Double check calculation at Template talk:SensSpecPPVNPV please

See Template talk:SensSpecPPVNPV#Prevalence threshold and my edit to the template (diff). Many thanks - Mark D Worthen PsyD (talk) [he/his/him] 18:48, 10 December 2020 (UTC)

Ergograph

I found this while stub-sorting (in this shape)and am not sure it isn't built on a misunderstanding. Could someone have a look? The name suggests it's a graph showing work, not a seasonality thing, but ... PamD 05:30, 7 October 2020 (UTC)

Looking at the sources used by googling their ISBNs and seeing previews on Googlebooks it seems clear that this article is misguided and has been so from the start. It's been copied around the internet, of course.

Also the file File:Weymouth Climatic Graph.png uses it in its caption, wrongly as far as I can see, and is used in a couple of articles.

Meanwhile the more common use of "ergograph" is as a device for measuring muscles. PamD 07:37, 7 October 2020 (UTC)

I've now done some work on the article and think it makes more sense and agrees with its sources, but a more expert statistical eye (or anyone with access to the untitled "Further reading" in "Institute of British Geographers (1950).
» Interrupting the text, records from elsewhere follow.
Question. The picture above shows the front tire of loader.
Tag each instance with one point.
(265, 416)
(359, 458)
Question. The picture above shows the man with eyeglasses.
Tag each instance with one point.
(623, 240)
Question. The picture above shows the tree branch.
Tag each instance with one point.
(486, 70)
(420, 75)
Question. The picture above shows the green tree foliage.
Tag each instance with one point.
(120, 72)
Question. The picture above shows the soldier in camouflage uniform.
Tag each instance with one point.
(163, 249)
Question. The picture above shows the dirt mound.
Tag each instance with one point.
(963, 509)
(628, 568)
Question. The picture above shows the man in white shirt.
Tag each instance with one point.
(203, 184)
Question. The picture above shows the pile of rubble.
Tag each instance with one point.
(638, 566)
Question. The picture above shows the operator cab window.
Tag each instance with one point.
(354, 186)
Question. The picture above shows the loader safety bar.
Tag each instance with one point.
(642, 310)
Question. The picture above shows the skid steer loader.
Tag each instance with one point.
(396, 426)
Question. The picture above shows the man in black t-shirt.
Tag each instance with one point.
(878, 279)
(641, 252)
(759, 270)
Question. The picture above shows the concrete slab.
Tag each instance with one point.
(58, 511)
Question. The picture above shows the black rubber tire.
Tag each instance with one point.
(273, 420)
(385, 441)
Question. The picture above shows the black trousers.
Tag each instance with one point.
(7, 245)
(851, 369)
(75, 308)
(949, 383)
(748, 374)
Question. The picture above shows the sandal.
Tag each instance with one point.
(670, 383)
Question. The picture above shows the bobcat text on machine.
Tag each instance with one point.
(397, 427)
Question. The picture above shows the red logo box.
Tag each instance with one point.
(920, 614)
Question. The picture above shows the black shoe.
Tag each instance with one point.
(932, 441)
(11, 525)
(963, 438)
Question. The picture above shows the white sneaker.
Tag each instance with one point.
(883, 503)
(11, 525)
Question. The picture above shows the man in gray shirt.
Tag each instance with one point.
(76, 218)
Transactions and Papers — Institute of British Geographers. G. Philip (16–19): 2, 184", could still be useful, thanks. PamD 07:50, 7 October 2020 (UTC)

That reference is unclear, PamD, not only because of the lack of a title but also because the range of issue numbers given. I have access and did a text search for ergograph and it threw up this. Let me know if you'd like a copy. Cordless Larry (talk) 21:48, 10 December 2020 (UTC)

Last phrase of second sentence

Hi there :)

I've decided that I also want to help with Wikipedia's Statistics now. I haven't been on the editing team of Wikipedia much before. Perhaps I would have a profile, to put information about myself? I haven't looked. So, for the meantime, my website is https://www.aidanhorn.co.za . I am a microeconometrician, but I like using the internet, to find information, and I believe that the internet should be used to store important information. I am a practicing labour economist. I'm sure I won't need an introduction in future, once I start participating on Wikipedia's Talk pages, and once I edit my Wikipedia profile (if there is one).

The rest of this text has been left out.